Sugeng juga mengatakan adanya penolakan dari hakim agung terkait pemotongan honor penanganan perkara itu.
Namun, sambungnya, diduga ada intervensi dari pimpinan MA agar para hakim agung menandatangani surat pernyataan di atas materai agar bersedia honor penanganan perkara dipotong.
Sugeng mengungkapkan, jika hal tersebut benar terjadi, maka apa yang dilakukan pimpinan MA telah melanggar peraturan perundang-undangan.
"HPP yang menjadi hak hakim agung diberikan atas dasar Pasal 13 ayat (1) huruf a, juncto Pasal 13 B ayat (1) juncto Pasal 13 C ayat (1) PP Nomor 82 tahun 2021 di mana tidak terdapat aturan pemberian kewenangan pada Sekretaris maupun pimpinan MA untuk melakukan pemotongan," ujarnya.
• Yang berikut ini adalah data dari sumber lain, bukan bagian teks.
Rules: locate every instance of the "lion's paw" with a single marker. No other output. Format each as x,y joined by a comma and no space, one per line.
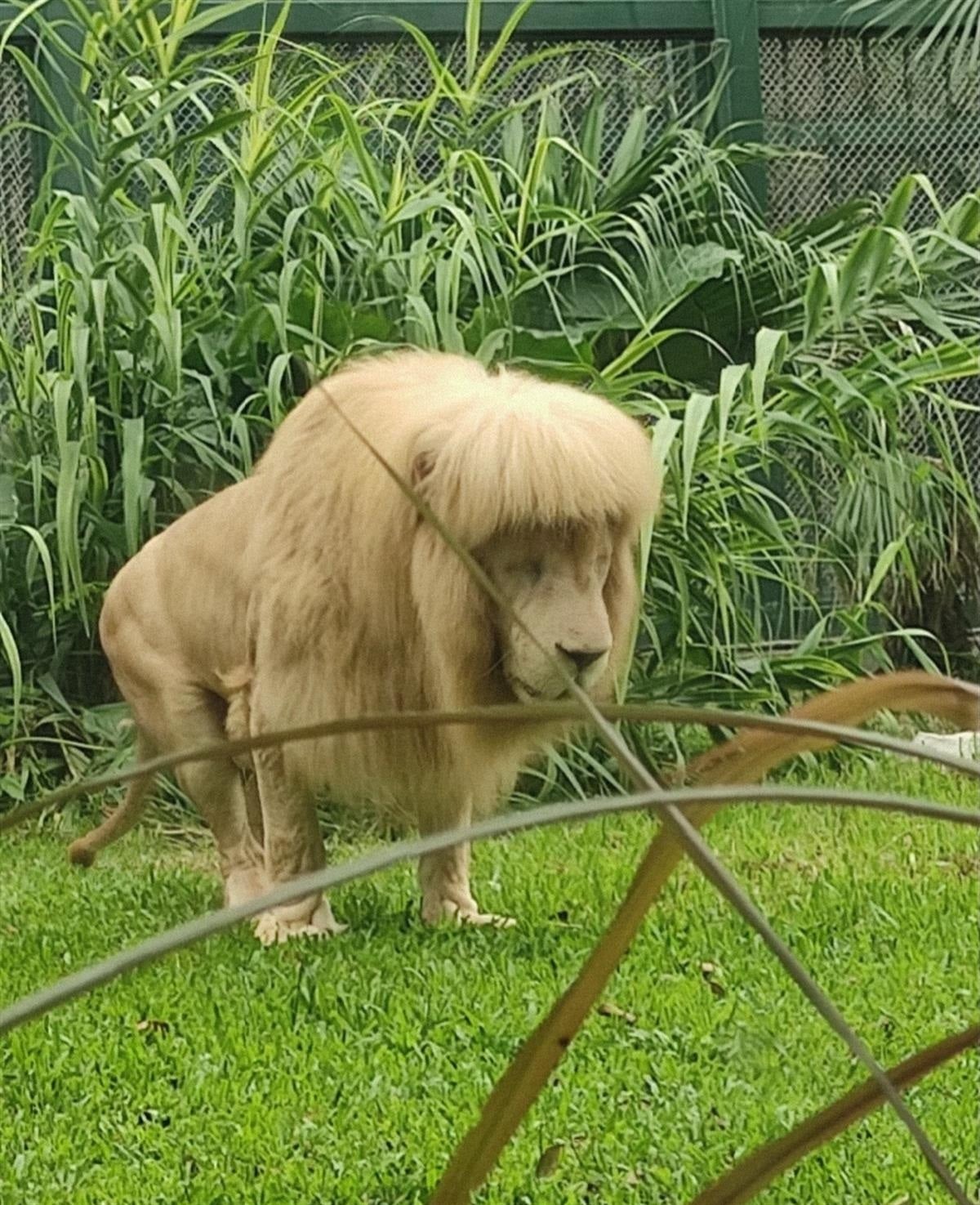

Diduga Pemotongan Honor Tembus Rp 97 M
Sugeng mengatakan, mengacu pada laporan tahun MA tahun 2023, jumlah perkara yang diputus sebanyak 27.365.
Jika diasumsikan pemotongan honor hakim agung sebesar 25,95 persen untuk tiap perkara dan dikalikan dengan tiga majelis hakim, maka hasilnya bisa mencapai Rp 47,9 miliar.
"Sedangkan tahun 2022 untuk perkara kasasi biasa akan diperoleh pemotongan dana honorarium penanganan perkara hakim agung sebesar Rp 49 miliar.